When Ahrens was later promoted to vice president, it finally worked out as his team members started calling him “Fu Sang Moo,” using the Korean sound for "F" (the first sound of "Frank") and Korean for vice president. And he liked it.
Ahrens also recalled his experiences with Hyundai Motor Group Vice Chairman Chung Eui-sun during his job interview before coming to Korea.
“Chung was, unlike other second- or third-generation chaebol heirs in Korea, a very forthright and open-hearted person. He often joined dinner meetings with employees and even watched movies together. He asked me during the interview how I digitally communicated with readers when I was a Washington Post journalist. Then, I understood he wanted me to utilize digital communication with media,” Ahrens said in his book, “Seoul Man.”
“One day, Chung will lead Hyundai Motor Group, and I have very high hopes for him considering his informal but practical approaches to agendas.”
In his book, Ahrens also introduced another experience with Chung during the 2011 Detroit Motor Show, helping the vice chairman’s media-day speech in a one-on-one meeting for the show.
“Chung and I worked and practiced together for the speech at his office in Seoul. He rehearsed out loud during the practice and asked me to do the same. I liked him because of his open-minded and folksy attitude. It is not something you can find with other Korean business leaders,” he said.
During his days with Hyundai Motor, Ahrens said “hoesik,” or get-togethers, were surprising and shocking in a bad way.
“I am not a big drinker and don't drink to get drunk. I couldn't understand why everyone was getting drunk so frequently, especially on work nights, and why bosses would require their employees to go to hoesik. Also I didn't like that team members who didn't like to drink felt pressured to drink,” he said.
“By the time I left Korea, the Korean government started asking companies to reduce the number of hoesiks because of lost work production and because of the peer pressure they cause, and I started to appreciate the important team-building element of hoesik that is its real meaning.”
Ahrens also commented on both Hyundai’s corporate culture and the nation’s work ethic in general.
“I was not shocked by how long Hyundai and Korean employees work,” he said. “I had read about that. I was surprised, however, to find workers sitting at their desks long into the evening even if they had no work to do just because their boss was still at work.

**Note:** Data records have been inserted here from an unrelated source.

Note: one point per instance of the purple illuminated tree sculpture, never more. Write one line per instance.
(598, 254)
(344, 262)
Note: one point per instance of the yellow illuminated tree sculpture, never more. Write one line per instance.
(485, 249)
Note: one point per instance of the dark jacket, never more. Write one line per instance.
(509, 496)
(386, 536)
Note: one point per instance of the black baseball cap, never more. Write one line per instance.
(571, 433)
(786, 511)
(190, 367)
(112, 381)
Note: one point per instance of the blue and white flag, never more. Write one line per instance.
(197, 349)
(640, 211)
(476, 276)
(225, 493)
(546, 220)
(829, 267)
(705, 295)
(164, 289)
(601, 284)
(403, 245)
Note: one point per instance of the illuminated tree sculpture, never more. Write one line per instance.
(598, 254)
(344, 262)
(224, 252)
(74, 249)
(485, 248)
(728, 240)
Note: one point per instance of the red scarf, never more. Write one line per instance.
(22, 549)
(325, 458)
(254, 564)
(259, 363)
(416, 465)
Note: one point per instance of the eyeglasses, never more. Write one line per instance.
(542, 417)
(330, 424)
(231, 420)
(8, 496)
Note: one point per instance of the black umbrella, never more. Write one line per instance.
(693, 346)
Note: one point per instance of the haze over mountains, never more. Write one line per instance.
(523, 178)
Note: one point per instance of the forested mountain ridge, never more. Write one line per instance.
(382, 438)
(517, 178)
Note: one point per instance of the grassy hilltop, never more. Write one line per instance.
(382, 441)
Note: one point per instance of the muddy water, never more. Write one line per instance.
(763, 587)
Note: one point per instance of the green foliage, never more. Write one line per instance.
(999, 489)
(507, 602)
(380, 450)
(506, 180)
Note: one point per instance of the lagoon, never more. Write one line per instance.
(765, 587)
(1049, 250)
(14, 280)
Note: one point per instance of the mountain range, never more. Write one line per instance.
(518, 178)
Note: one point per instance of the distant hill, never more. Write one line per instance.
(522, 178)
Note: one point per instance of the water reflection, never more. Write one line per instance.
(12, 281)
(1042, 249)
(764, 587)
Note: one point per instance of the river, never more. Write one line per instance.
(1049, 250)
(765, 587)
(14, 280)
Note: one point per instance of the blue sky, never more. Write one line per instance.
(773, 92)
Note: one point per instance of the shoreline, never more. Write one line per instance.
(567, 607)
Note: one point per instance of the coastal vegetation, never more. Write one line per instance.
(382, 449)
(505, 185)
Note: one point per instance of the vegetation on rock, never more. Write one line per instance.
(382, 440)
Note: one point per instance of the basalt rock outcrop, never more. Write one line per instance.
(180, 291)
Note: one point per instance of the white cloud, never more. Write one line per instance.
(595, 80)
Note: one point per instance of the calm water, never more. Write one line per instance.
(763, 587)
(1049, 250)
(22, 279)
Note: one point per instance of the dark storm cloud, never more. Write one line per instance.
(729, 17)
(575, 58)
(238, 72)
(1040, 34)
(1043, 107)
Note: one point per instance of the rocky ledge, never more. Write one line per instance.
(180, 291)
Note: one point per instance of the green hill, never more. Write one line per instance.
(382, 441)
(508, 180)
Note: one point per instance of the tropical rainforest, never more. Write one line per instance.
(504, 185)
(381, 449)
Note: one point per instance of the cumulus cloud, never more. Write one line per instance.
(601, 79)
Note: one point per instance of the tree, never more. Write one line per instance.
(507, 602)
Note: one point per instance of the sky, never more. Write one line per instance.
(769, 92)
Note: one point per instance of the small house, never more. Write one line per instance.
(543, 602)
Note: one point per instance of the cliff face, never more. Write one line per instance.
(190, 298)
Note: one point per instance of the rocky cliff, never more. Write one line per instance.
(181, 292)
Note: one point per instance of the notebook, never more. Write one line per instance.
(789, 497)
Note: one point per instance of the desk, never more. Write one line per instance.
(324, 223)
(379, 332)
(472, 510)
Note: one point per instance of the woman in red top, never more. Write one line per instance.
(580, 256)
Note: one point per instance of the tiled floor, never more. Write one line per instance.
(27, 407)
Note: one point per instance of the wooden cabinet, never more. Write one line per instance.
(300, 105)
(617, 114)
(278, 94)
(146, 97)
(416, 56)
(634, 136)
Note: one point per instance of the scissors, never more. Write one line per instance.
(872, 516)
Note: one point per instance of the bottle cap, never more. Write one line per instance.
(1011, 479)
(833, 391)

This long-hours-low-productivity problem is a known issue in Korea and companies and the government are trying to take steps to fix it, but it takes a long time to change a culture, especially one that is so affected by peer pressure, or nunchi in Korean.”
Ahrens said he still has a great deal of affection for Korea, cares deeply about what happens to it, and maintains good friendships with many co-workers from his time at Hyundai.
“I think the arrows for both Hyundai and Korea still point up, despite the recent turbulence both have experienced. And my family still owns two Hyundais _ a Santa Fe and a Veloster,” Ahrens said.